EMBARGOS. TURNOS ININTERRUPTOS DE REVEZAMENTO. EMPREGADO COM VARIAÇÃO DE HORÁRIO EM DOIS PERÍODOS. INEXISTÊNCIA DE TRABALHO NOTURNO. A condição sine qua non ao reconhecimento do direito à jornada especial não é o funcionamento ininterrupto da empresa, de modo que a atividade empresarial seja contínua nas 24 horas do dia, mas sim a alternância de horários entre os turnos do dia e da noite, a qual causa ao empregado transtornos de ordem física e psíquica. O artigo 7º, inciso XIV, da Constituição Federal visa, justamente, à proteção do trabalhador que labora nessas condições, compensando-o do desgaste físico e social.
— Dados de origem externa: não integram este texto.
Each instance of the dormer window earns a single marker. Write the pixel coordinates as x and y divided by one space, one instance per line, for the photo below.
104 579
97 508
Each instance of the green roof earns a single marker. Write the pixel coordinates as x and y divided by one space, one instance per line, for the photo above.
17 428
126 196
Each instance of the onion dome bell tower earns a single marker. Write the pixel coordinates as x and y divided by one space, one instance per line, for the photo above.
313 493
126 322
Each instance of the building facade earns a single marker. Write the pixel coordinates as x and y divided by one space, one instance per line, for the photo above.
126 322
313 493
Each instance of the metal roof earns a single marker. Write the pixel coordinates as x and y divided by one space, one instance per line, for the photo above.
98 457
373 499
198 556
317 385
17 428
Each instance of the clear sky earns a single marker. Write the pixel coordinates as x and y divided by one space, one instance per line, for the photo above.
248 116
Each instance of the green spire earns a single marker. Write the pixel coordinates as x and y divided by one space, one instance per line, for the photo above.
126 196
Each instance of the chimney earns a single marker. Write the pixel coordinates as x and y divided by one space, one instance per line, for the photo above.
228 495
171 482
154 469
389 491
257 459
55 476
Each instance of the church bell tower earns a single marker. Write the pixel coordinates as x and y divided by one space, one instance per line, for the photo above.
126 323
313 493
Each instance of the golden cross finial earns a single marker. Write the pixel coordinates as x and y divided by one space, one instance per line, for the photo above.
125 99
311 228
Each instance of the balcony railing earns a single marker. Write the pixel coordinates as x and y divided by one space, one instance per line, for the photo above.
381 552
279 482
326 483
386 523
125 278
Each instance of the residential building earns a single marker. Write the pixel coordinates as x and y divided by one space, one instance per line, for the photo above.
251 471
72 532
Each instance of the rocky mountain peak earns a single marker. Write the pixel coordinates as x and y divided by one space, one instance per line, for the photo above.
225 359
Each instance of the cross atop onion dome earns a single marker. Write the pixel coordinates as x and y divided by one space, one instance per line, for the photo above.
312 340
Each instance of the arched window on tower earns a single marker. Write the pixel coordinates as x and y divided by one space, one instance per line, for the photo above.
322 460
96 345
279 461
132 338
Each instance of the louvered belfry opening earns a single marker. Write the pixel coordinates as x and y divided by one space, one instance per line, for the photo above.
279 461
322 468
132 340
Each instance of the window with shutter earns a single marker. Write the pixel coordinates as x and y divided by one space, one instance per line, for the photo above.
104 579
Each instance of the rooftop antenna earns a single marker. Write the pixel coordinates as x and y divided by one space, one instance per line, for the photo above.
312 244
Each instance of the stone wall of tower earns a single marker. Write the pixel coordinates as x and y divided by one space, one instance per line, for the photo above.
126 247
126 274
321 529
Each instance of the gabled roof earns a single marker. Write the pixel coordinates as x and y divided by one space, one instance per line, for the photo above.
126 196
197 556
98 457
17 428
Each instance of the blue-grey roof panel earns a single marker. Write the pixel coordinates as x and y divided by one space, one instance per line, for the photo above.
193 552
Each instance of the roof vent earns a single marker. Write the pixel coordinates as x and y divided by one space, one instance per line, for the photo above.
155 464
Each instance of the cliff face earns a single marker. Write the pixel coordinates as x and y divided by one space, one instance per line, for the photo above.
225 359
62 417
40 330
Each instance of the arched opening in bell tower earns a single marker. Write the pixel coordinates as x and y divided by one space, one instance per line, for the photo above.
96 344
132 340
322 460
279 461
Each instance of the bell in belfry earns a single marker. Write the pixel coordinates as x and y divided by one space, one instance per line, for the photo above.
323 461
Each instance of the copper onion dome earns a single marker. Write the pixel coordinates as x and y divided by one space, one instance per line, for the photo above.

No caso, verifica-se que a jornada de trabalho do reclamante, conforme consta no acórdão regional, era exercida em dois períodos, das 6 (seis) da manhã às 14 (catorze) horas e das 14 (catorze) horas às 22 (vinte e duas horas), alternadamente. Assim, tem-se que o reclamante não laborou no período considerado noturno pela CLT, que compreende o horário entre as 22 horas de um dia e as 5 horas do dia seguinte, não estando, portanto, caracterizado o sistema de horário de turnos ininterruptos de revezamento.

Tribunal TST
Processo E-RR - 858/2004-003-17-00
Fonte DJ - 18/03/2008
Tópicos embargos, turnos ininterruptos de revezamento, empregado com variação de horário em dois períodos.